Tuesday, October 29, 2019
A vision for the Shackleton Museum
On Friday I addressed those gathered in the Town Hall for the opening of this year’s Shackleton Autumn School. Part of my speech follows, being my thoughts on one aspect of the town’s future development potential. Athy historically developed as a market town, providing services and retailing outlets for the wider hinterland of south Kildare, west Wicklow and eastern part of Laois. The industrial development of the 1930s saw Athy benefitting ahead of other towns possibly because of the debacle surrounding the loss of the sugar factory to Carlow in the 1920s. Industrial employment in Athy was at its highest in the late 1950s and 1960s, but the closure of two large factories and job reductions in Athy’s oldest industry saw the beginning of the decline in the commercial life of the town. That decline accelerated in recent years prompting the local Lions Club to commission the production of a regeneration plan for the town. That plan recognising the strength of the area’s natural and man built heritage and the strength of it’s cultural and historical links pointed to tourism as the often neglected element of the area’s economic revival strategy. The development of the Shackleton Museum offers an opportunity to improve the town’s tourism take, which if coupled with an appropriately themed development of Whites Castle could prove invaluable in the revival of the town’s fortunes. This was the point I was making when I made the following remarks:-
‘The people of Athy were slow to recognise Ernest Shackleton as someone who was born within the towns hinterland. It was a failure initially born out of a lack of awareness and a mindset stultified by war weariness. For in the years following Shackleton’s death, the Irish people were pre-occupied with shoring up a nation shattered by war and civil conflict. The polar adventures of the Kilkea born Shackleton were understandably overlooked by the Irish people. Whenever they were reported, the National press invariably claimed Shackleton to be a native of Kilkee, Co. Clare. Research in connection with Athy’s application for Heritage town status in the late 1980s correctly identified the south Kildare place of his birth and from that emerged the initial Shackleton themed Exhibition in Athy’s Heritage Centre. A giant step was taken with the opening of the first Shackleton Autumn School in 2001. This was a recognition of Shackleton’s greatness as a Polar Explorer and appropriately commemorated the Explorer in the County of his birth. The celebration of Shackleton’s remarkable gift for leadership found further expression in the commissioning of the wonderfully executed statue of Shackleton by Mark Richards which now stands proudly outside this building. The re-naming of the Heritage Centre as a Shackleton Museum and the planned re-ordering and re-fitting of the extended museum to occupy the entire former Town Hall, marks a new phase in Athy’s continuing effort to reclaim the Polar Explorer as its own.

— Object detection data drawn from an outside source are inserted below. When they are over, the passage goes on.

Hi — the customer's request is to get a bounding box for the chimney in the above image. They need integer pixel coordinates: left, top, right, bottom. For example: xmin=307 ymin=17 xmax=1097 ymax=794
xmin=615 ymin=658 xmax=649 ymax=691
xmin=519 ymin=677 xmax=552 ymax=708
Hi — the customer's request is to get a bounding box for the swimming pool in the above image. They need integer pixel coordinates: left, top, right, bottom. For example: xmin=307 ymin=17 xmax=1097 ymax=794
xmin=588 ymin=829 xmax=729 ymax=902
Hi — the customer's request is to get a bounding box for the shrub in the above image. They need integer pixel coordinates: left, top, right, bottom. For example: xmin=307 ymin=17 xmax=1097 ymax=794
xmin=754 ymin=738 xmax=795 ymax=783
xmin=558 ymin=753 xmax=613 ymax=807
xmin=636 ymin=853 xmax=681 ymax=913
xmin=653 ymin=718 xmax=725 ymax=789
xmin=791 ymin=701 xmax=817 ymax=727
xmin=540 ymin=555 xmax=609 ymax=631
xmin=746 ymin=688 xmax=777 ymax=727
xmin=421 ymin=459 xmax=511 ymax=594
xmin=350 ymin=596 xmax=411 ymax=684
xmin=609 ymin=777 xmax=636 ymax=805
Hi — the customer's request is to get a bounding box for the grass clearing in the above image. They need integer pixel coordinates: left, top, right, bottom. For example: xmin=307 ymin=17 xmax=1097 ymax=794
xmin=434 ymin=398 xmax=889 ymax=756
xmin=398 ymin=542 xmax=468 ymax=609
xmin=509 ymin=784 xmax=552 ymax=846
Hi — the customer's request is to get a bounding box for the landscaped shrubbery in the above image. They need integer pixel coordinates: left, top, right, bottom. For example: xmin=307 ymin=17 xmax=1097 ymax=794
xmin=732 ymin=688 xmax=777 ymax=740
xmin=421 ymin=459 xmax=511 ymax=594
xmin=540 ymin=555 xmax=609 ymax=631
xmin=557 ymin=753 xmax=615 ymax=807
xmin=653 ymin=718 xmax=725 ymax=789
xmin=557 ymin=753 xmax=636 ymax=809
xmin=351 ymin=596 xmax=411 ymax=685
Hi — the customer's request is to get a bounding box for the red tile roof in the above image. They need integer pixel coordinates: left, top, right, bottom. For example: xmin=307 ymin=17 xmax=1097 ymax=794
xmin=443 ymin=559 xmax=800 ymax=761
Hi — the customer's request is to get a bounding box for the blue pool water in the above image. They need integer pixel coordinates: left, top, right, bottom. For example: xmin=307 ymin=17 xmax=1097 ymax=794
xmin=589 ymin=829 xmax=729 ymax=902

Our vision for the Shackleton Museum is to build a museum which can be a National and International reference point for polar enthusiasts as well as International and Irish visitors alike. It will, I believe, be the only Museum in the world dedicated to Shackleton and will tell his story through words, images and innovative interpretations as well as displaying our own unique collection of artefacts.
The Museum development signals a change in the economic model on which the Town of Athy has developed over the years. The Town’s regeneration plan commissioned by Athy Lions Club recognises the importance of tourism as an element in the future growth strategy for this area. The Shackleton Museum will be an important part of the town’s tourism infrastructure which will allow Athy to reposition itself as a tourist destination.’
Athy is at a crossroads in terms of its transition from market town status to that of a thriving urban centre hoping to benefit from a mix of industry, main street commercial activity and an improving tourism sector. The tourism element can hopefully be fashioned out of the planned Blueway development and the Shackleton Museum experience, complemented by an appropriate museum development in Whites Castle. It is vitally important that the castle sited in such a prominent position in the heart of the town is secured for the public and adopted for use in attracting visitors to Athy.
Tuesday, October 22, 2019
Athy's Shackleton Autumn School
The 19th annual Shackleton School opens on Friday evening, 25th October in the aptly named Shackleton Museum Athy. The museum originally opened in 1983 in a school room in Mount St. Marys and known as Athy Museum was later rebranded as Athy’s Heritage Centre. This name change came about when Bord Failte granted heritage town status to our town and partially funded the design and refitting of the ground floor of the early 18th century Town Hall, part of which had previously been used as a fire station.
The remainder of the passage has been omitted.